When this doctor is suspecting a hypothesis that your fears or misinformation may be playing a heavy role, he should be open about this and never condescending. Maybe he would share with you a time when he had symptoms that were similarly influenced by thoughts and feelings. Then if that were the case, you could just feel relieved, not also ashamed.
Some doctors sincerely try to do some of this, but no doctor can do all of it. It would take a lifetime to study any single patient that well, much less conduct a treatment that included healing the effect of past psychological stressors. But you have been studying yourself for a lifetime, and together with the rare holistic doctor, the two of you may be able to come close. If you have experienced a great deal of trauma in the past, perhaps you’ll need to add a psychotherapist to the team, because we know HSPs are more affected by this, and that deep stress of this sort always affects health and how vulnerable you are to a given illness, from migraines to allergies. Too often the suggestion that you see a psychotherapist about your illness sounds, to all involved, that it is after all, “just in your head.” But again, our brain is in our head, and our head is at the top of the body, sending out constant messages. For an HSP to leave out the experiences stored there in memory, especially if we know them to have been very stressful, would be strange indeed.

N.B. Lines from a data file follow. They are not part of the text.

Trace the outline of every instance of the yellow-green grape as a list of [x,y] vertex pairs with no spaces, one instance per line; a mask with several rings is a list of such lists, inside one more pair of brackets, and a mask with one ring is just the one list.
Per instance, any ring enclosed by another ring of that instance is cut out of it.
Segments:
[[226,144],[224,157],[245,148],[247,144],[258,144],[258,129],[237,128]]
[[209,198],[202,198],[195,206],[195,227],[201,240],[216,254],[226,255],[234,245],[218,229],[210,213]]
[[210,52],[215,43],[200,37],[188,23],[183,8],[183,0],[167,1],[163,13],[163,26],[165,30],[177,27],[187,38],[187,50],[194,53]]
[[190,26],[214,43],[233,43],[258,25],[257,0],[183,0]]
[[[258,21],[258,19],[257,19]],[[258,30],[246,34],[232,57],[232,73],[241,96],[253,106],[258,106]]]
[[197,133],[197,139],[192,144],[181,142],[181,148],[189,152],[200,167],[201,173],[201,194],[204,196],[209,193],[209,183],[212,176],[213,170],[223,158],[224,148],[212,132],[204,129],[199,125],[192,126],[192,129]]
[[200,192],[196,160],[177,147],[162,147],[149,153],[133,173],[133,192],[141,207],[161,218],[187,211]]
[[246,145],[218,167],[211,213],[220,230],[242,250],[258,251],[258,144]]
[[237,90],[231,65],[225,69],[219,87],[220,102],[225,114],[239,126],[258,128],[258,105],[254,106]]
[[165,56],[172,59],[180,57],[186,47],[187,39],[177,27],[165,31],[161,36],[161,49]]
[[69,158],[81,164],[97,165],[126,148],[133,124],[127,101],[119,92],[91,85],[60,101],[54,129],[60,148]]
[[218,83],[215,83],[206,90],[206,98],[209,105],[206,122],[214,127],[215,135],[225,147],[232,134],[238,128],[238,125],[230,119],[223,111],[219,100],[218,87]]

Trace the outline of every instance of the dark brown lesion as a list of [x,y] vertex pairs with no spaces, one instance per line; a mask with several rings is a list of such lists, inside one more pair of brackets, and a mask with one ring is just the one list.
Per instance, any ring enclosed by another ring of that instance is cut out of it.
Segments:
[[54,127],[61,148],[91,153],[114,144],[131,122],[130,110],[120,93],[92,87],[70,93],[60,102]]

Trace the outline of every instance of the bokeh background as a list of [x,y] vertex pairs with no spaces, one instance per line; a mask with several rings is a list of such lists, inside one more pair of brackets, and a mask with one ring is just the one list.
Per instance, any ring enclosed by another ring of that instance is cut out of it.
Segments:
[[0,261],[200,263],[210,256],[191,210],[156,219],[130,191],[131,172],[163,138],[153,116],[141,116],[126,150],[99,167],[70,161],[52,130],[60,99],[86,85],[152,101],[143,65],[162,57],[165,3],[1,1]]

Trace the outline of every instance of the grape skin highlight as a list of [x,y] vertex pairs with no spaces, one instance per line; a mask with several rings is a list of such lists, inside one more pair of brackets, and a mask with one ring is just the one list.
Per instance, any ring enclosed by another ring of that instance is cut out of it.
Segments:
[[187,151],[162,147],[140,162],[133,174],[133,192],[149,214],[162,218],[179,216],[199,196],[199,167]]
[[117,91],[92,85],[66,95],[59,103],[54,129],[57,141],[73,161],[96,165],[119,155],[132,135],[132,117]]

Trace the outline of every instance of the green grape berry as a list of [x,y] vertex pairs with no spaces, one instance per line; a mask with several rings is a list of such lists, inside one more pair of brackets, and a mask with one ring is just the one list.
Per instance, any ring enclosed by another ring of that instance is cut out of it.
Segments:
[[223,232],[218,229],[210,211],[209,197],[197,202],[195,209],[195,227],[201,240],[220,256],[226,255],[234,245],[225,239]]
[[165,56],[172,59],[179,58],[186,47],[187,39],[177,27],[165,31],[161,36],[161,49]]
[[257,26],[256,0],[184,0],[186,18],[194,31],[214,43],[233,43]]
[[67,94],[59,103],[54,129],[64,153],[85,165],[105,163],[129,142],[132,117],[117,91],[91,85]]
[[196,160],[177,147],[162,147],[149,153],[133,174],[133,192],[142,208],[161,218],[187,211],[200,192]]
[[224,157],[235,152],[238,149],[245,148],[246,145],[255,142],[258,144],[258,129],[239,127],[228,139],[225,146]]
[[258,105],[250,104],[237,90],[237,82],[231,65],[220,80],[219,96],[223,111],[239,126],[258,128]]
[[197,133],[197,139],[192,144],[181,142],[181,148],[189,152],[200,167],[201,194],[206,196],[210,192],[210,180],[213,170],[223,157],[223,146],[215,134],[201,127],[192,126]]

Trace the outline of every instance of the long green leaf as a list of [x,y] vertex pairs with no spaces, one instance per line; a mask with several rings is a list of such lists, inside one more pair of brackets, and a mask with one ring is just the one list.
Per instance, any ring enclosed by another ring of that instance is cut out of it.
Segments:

In parting, may every suggestion be a good one, every placebo have a permanent effect, and every illness be your teacher. Know that as an HSP you can take especially good care of yourself if you do not mind being called a hypochondriac for your thoroughness, and sometimes finding out you have been just that. If so, there’s no shame in an occasional false positive. Everyone seeking the truth will make them.